Bundesweit unterhält die DSD 16 Jugendbauhütten mit jährlich rund 350 Plätzen. Jugendliche zwischen 16 und 26 Jahren erlernen traditionelle Handwerkstechniken, wenden sie am Original an und erfahren das Besondere, Echte und Authentische mit eigenen Händen. Mit den Internationalen Jugendgemeinschaftsdiensten (ijgd) hat die DSD einen erfahrenen Partner an ihrer Seite, der die Umsetzung im Rahmen der staatlich anerkannten Freiwilligendienste sicherstellt.
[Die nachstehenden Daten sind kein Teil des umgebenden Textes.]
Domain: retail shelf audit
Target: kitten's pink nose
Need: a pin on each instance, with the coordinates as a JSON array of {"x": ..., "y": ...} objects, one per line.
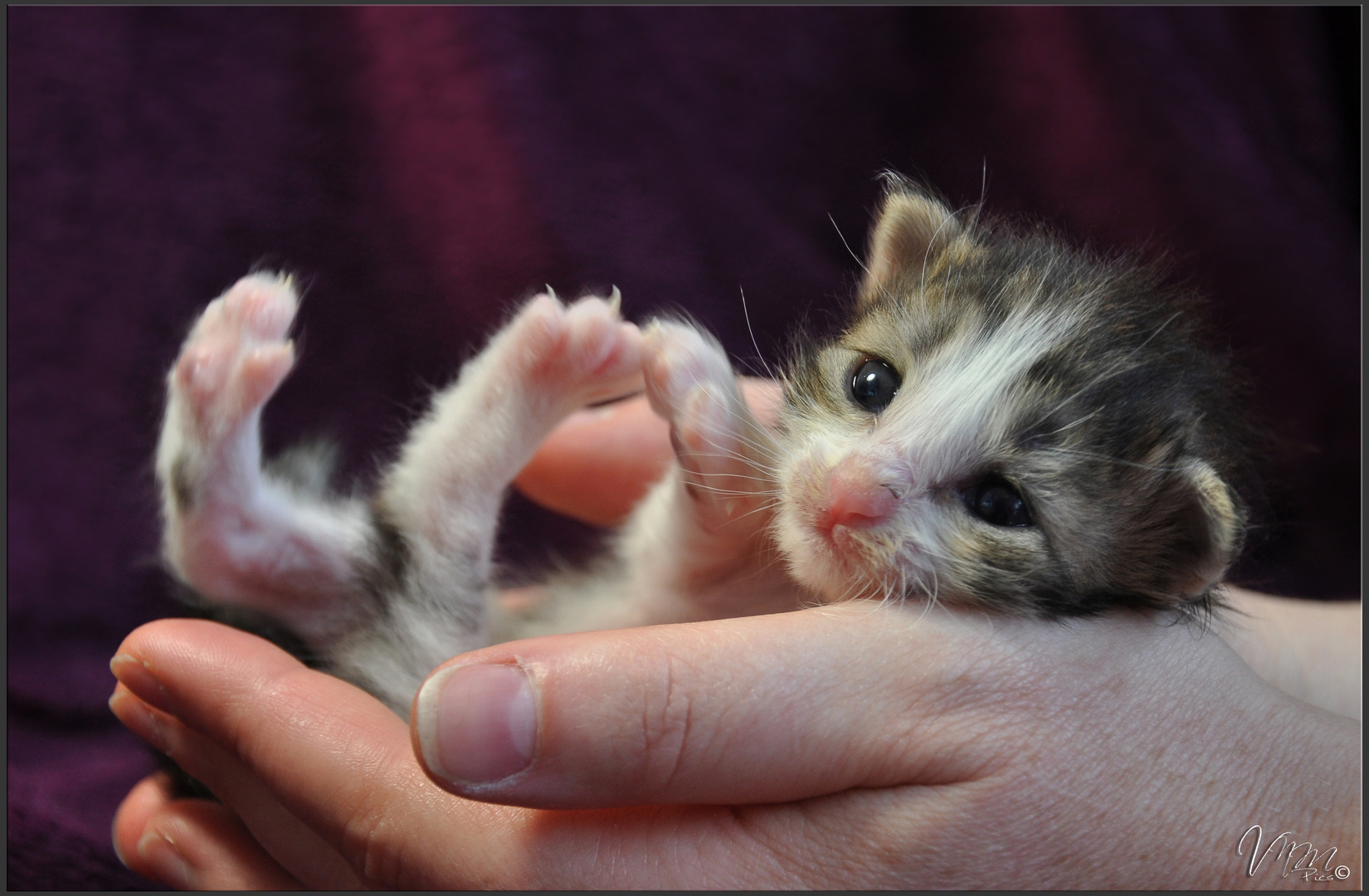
[{"x": 856, "y": 497}]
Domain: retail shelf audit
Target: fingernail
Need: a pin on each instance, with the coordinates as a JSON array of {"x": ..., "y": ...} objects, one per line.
[
  {"x": 164, "y": 862},
  {"x": 136, "y": 676},
  {"x": 477, "y": 724}
]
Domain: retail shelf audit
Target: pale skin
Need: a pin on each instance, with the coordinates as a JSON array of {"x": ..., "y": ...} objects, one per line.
[{"x": 836, "y": 747}]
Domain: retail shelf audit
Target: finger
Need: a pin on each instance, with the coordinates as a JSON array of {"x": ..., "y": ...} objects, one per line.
[
  {"x": 316, "y": 747},
  {"x": 314, "y": 767},
  {"x": 745, "y": 710},
  {"x": 285, "y": 837},
  {"x": 602, "y": 461},
  {"x": 192, "y": 843}
]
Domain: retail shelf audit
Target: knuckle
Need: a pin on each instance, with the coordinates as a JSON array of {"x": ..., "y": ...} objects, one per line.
[{"x": 667, "y": 725}]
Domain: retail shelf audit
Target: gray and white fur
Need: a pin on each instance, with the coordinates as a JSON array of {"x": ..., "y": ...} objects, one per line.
[{"x": 1006, "y": 423}]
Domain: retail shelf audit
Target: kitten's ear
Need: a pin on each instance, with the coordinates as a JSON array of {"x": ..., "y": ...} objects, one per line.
[
  {"x": 911, "y": 231},
  {"x": 1212, "y": 527}
]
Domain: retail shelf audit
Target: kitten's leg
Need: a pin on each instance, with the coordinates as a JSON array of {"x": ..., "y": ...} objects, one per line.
[
  {"x": 699, "y": 545},
  {"x": 442, "y": 497},
  {"x": 234, "y": 533}
]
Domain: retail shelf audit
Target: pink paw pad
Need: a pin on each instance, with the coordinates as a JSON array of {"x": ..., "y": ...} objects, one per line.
[
  {"x": 236, "y": 354},
  {"x": 583, "y": 349}
]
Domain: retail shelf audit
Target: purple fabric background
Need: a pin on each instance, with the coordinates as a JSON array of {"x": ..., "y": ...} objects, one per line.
[{"x": 425, "y": 167}]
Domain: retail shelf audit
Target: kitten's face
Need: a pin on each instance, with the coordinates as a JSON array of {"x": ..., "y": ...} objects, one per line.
[{"x": 994, "y": 428}]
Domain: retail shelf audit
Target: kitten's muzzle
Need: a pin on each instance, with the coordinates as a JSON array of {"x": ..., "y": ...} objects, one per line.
[{"x": 859, "y": 495}]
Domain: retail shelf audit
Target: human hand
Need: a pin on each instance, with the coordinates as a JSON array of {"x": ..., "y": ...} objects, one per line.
[{"x": 979, "y": 752}]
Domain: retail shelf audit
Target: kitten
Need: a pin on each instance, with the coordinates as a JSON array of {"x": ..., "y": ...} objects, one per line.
[{"x": 1006, "y": 423}]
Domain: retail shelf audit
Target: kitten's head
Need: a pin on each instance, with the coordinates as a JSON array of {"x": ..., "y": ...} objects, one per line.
[{"x": 1008, "y": 423}]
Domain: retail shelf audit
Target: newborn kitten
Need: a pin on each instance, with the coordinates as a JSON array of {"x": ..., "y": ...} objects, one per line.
[{"x": 1006, "y": 423}]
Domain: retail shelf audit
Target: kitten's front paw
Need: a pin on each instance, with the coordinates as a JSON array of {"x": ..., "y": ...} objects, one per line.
[
  {"x": 726, "y": 455},
  {"x": 579, "y": 353},
  {"x": 236, "y": 356}
]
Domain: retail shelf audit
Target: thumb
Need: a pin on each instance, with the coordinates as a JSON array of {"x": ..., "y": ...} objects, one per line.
[{"x": 728, "y": 712}]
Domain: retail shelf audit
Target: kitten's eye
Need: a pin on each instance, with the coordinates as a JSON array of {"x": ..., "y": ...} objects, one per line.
[
  {"x": 997, "y": 502},
  {"x": 875, "y": 385}
]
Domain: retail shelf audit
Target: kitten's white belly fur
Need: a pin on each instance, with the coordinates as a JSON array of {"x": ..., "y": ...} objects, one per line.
[{"x": 382, "y": 592}]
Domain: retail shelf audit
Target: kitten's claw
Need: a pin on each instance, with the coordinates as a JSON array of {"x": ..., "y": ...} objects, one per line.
[{"x": 581, "y": 352}]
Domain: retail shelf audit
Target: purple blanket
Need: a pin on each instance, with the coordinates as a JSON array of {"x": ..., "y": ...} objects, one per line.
[{"x": 425, "y": 167}]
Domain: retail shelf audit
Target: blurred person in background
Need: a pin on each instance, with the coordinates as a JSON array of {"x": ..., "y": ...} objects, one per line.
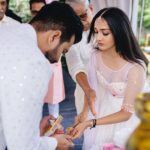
[
  {"x": 78, "y": 57},
  {"x": 5, "y": 20}
]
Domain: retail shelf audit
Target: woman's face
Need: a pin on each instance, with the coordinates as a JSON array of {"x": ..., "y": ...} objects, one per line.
[{"x": 103, "y": 35}]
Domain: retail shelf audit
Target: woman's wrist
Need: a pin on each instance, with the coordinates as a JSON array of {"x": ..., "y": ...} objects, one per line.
[{"x": 91, "y": 123}]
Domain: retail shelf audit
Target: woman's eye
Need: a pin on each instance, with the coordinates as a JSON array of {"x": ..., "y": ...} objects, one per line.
[
  {"x": 95, "y": 32},
  {"x": 105, "y": 34}
]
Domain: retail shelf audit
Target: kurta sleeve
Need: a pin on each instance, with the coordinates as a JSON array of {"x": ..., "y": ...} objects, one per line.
[
  {"x": 23, "y": 88},
  {"x": 135, "y": 85},
  {"x": 74, "y": 61}
]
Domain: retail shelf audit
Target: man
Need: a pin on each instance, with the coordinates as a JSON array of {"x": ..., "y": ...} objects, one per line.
[
  {"x": 78, "y": 56},
  {"x": 25, "y": 73},
  {"x": 11, "y": 14},
  {"x": 5, "y": 20},
  {"x": 35, "y": 6}
]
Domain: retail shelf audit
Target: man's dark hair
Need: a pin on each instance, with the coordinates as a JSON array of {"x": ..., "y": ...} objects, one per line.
[
  {"x": 36, "y": 1},
  {"x": 59, "y": 16}
]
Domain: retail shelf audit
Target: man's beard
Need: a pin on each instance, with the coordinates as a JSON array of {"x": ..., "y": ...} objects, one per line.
[{"x": 52, "y": 55}]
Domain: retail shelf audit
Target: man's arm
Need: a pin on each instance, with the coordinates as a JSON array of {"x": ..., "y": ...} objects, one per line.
[{"x": 21, "y": 103}]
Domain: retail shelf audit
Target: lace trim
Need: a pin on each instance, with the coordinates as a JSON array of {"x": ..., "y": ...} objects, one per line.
[{"x": 128, "y": 108}]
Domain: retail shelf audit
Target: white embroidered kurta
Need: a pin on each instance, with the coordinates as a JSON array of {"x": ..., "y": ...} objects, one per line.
[
  {"x": 24, "y": 77},
  {"x": 77, "y": 61}
]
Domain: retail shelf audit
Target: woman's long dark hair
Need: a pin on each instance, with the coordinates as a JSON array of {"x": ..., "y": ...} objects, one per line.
[{"x": 126, "y": 44}]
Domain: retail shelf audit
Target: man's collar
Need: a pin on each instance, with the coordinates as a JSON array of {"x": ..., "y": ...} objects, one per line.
[{"x": 5, "y": 19}]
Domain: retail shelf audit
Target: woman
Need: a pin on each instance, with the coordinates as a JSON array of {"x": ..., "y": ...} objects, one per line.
[{"x": 117, "y": 73}]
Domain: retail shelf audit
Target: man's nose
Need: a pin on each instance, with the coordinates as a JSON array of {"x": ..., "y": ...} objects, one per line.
[{"x": 99, "y": 36}]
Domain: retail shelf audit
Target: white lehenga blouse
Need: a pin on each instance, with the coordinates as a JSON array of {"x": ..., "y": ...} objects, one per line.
[{"x": 115, "y": 90}]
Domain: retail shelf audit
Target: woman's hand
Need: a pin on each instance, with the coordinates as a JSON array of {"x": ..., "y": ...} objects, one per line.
[
  {"x": 79, "y": 129},
  {"x": 81, "y": 117}
]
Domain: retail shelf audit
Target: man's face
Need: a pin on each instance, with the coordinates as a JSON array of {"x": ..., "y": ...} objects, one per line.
[
  {"x": 84, "y": 14},
  {"x": 3, "y": 6},
  {"x": 35, "y": 8},
  {"x": 61, "y": 48}
]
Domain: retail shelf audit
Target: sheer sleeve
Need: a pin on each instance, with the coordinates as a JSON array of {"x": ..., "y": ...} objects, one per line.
[
  {"x": 135, "y": 84},
  {"x": 22, "y": 94},
  {"x": 74, "y": 61}
]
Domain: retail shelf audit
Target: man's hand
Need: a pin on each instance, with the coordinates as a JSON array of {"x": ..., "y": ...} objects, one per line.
[
  {"x": 79, "y": 129},
  {"x": 64, "y": 141},
  {"x": 90, "y": 97},
  {"x": 44, "y": 124}
]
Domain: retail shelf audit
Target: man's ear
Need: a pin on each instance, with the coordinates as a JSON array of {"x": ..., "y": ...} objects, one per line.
[
  {"x": 91, "y": 7},
  {"x": 54, "y": 34}
]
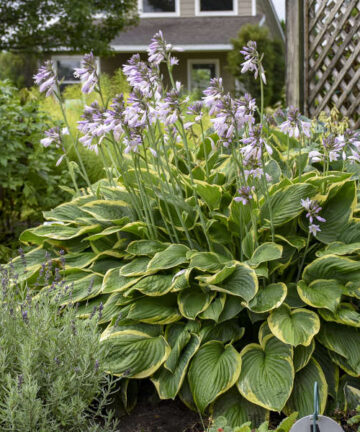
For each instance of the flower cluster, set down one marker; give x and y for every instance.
(294, 125)
(253, 61)
(46, 78)
(312, 207)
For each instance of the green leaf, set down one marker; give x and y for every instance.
(237, 410)
(337, 211)
(156, 285)
(210, 193)
(267, 373)
(302, 355)
(345, 313)
(213, 370)
(146, 247)
(239, 280)
(268, 298)
(286, 203)
(343, 340)
(168, 383)
(333, 267)
(172, 256)
(155, 310)
(134, 353)
(193, 301)
(294, 327)
(266, 252)
(302, 397)
(207, 261)
(321, 293)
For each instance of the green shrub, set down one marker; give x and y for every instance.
(51, 364)
(227, 263)
(273, 62)
(29, 179)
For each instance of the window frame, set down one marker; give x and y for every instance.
(158, 14)
(63, 57)
(191, 62)
(234, 12)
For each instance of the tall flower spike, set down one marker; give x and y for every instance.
(294, 126)
(253, 61)
(87, 73)
(46, 78)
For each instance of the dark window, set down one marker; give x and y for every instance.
(65, 69)
(201, 74)
(216, 5)
(158, 6)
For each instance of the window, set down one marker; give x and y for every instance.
(216, 7)
(158, 8)
(64, 66)
(200, 72)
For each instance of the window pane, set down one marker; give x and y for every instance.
(216, 5)
(65, 69)
(158, 6)
(201, 75)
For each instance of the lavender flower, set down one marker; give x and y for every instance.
(87, 73)
(294, 126)
(245, 195)
(46, 78)
(253, 61)
(312, 207)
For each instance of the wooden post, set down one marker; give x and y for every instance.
(295, 53)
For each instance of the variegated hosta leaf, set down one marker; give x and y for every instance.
(267, 373)
(321, 293)
(168, 383)
(286, 203)
(343, 340)
(346, 314)
(171, 257)
(302, 355)
(268, 298)
(213, 370)
(294, 326)
(238, 410)
(146, 247)
(155, 310)
(266, 252)
(340, 268)
(302, 397)
(132, 352)
(193, 301)
(238, 279)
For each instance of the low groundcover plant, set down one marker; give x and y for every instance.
(222, 248)
(52, 377)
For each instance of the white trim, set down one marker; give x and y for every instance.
(60, 57)
(158, 14)
(216, 13)
(185, 47)
(190, 62)
(253, 7)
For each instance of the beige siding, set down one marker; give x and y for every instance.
(110, 64)
(187, 8)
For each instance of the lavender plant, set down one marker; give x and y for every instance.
(225, 260)
(52, 376)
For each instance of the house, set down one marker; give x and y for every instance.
(201, 29)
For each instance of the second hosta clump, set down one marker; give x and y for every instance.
(226, 265)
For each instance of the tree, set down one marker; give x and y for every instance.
(273, 62)
(45, 26)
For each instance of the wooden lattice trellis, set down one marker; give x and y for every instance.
(332, 57)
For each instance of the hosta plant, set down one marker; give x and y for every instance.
(222, 247)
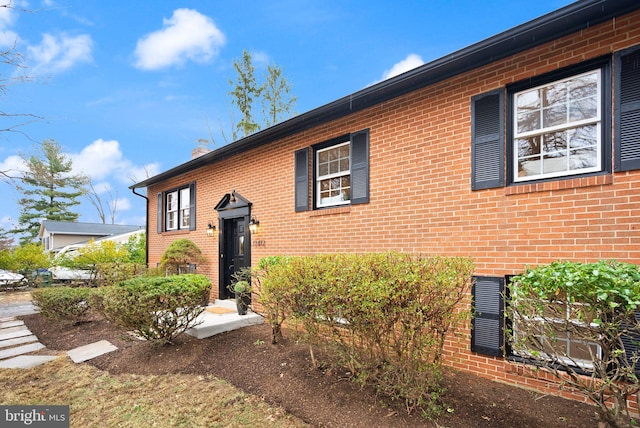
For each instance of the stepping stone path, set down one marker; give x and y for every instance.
(17, 344)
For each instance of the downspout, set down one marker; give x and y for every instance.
(146, 226)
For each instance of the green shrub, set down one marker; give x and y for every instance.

Rund 80 Prozent der Teilnehmenden bleiben nach ihrem Freiwilligen Sozialen Jahr im Handwerk, in der Denkmalpflege oder in der Restaurierung und beginnen häufig eine Ausbildung oder ein Studium in diesem Bereich. Einsatzstellen leisten damit einen wichtigen Beitrag zum Erhalt des kulturellen Erbes.
Vorbild für die Jugendbauhütten sind die mittelalterlichen Bauhütten, in denen gemeinsam gelebt und gearbeitet wurde. Hier lernte der Lehrling vom Meister am Original.